“Excuse me?” I say. I blink as I try to remember my last American history class. The Boston Massacre was one of the driving forces behind the Declaration of Independence. If we change the massacre, wouldn’t that mean the colonies would never declare independence? Would we still be colonies? Am I going to look out the window and see the Union Jack flying over the Massachusetts State House? Holy shit, will there even be a state house?
“Annum Guard has three rules,” Zeta says as he trudges down the stairs. “Three very important rules. Break even one of them and you’re out, so you’d do best to remember them.”
I’m still thinking about the state house.
“Is it really a good idea to mess with the Boston Massacre?” I ask.
“Rule number one. We do not project in front of anyone who is not an Annum Guard member, meaning we do not project in front of the public. Ever. Rule number two—are you listening?”
I clomp down the stairs and nod.
“Rule number two. No second chances. You only get one mission to change the past. If you bungle it, it stays bungled. If you manage to get yourself killed, you stay dead. Got it?”
I’m stunned into silence. There’s a chance of dying on these missions? I mean, I know I was trained for high-pressure situations at Peel, but I guess I never thought too hard about the risks I’d actually face one day. And why can’t we go back to fix mistakes? That makes no sense.
“Rule number three,” Zeta says. “Absolutely no personal missions. If you think you can make a quick buck by going back in time and betting on last year’s Super Bowl, think again. That’s part of the reason for the tracker. You go on an unauthorized mission, you’ll find yourself sitting in a jail cell.”

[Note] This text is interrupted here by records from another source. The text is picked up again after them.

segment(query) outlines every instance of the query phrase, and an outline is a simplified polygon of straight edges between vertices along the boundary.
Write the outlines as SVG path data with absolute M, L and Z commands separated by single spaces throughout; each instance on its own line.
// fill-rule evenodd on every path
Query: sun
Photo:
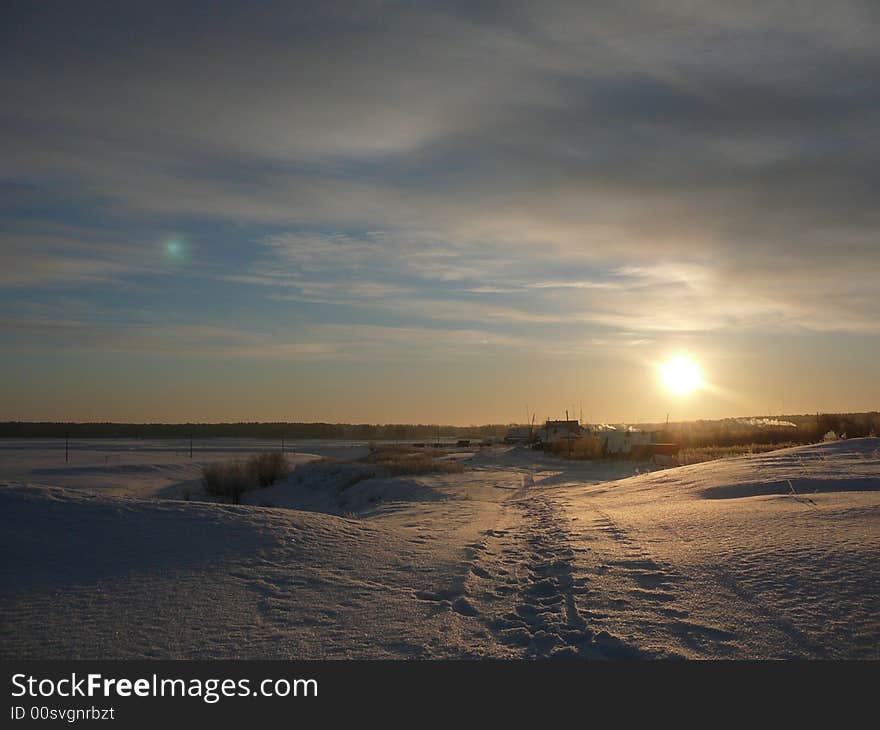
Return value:
M 703 385 L 700 366 L 689 357 L 674 357 L 660 366 L 663 384 L 676 395 L 688 395 Z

Zeta opens the door for me, and I step out into the too-bright hallway. “Do you understand these three rules?”
“Why can’t we go back and fix any mistakes?”

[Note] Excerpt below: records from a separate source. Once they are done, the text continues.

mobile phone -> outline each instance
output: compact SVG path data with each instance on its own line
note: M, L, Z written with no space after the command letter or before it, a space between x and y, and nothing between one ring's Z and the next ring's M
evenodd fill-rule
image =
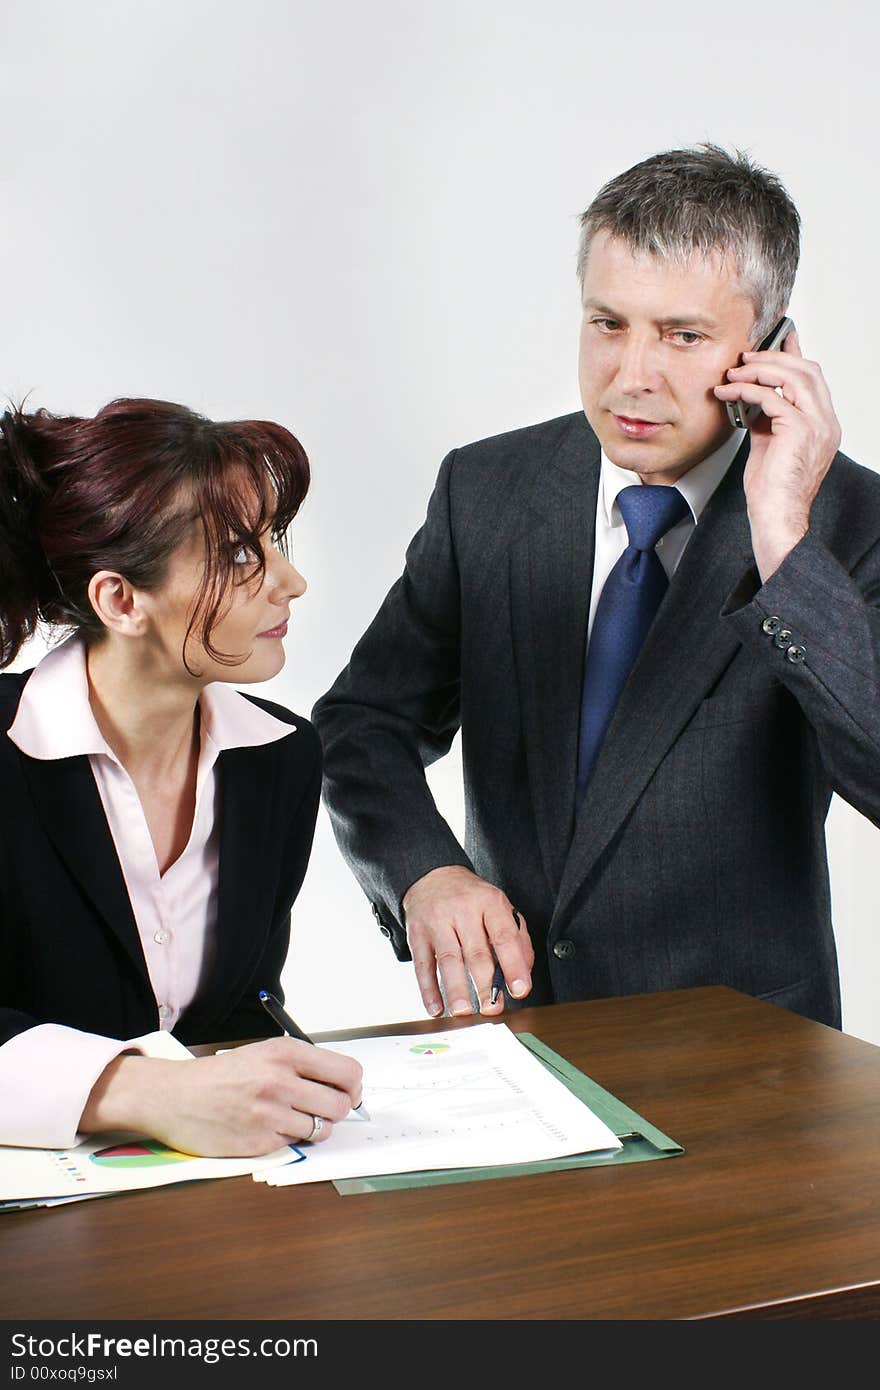
M780 319L764 341L758 344L755 352L775 352L777 348L782 347L793 328L791 319ZM736 430L747 430L761 414L759 405L746 405L745 401L727 401L726 404L727 418Z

Zeta looms in front of me. He’s not nearly as tall as Alpha—Zeta only has a few inches on me—but it feels as if he’s towering over me. If he’s trying to make me feel intimidated, it’s kinda working. “Wormhole restrictions.” His tone makes it clear that the questions are over. “Now, do you understand these three rules?”
I nod.
“Good,” he says. “Because it’s the only time I’m going to tell them to you.” We walk down the hall to the door I went through yesterday. Zeta points up at the gold-plated plaque that hangs above it.
“Enhancement, not alteration,” he says. “That is what we do. We enhance the past; we do not alter it.”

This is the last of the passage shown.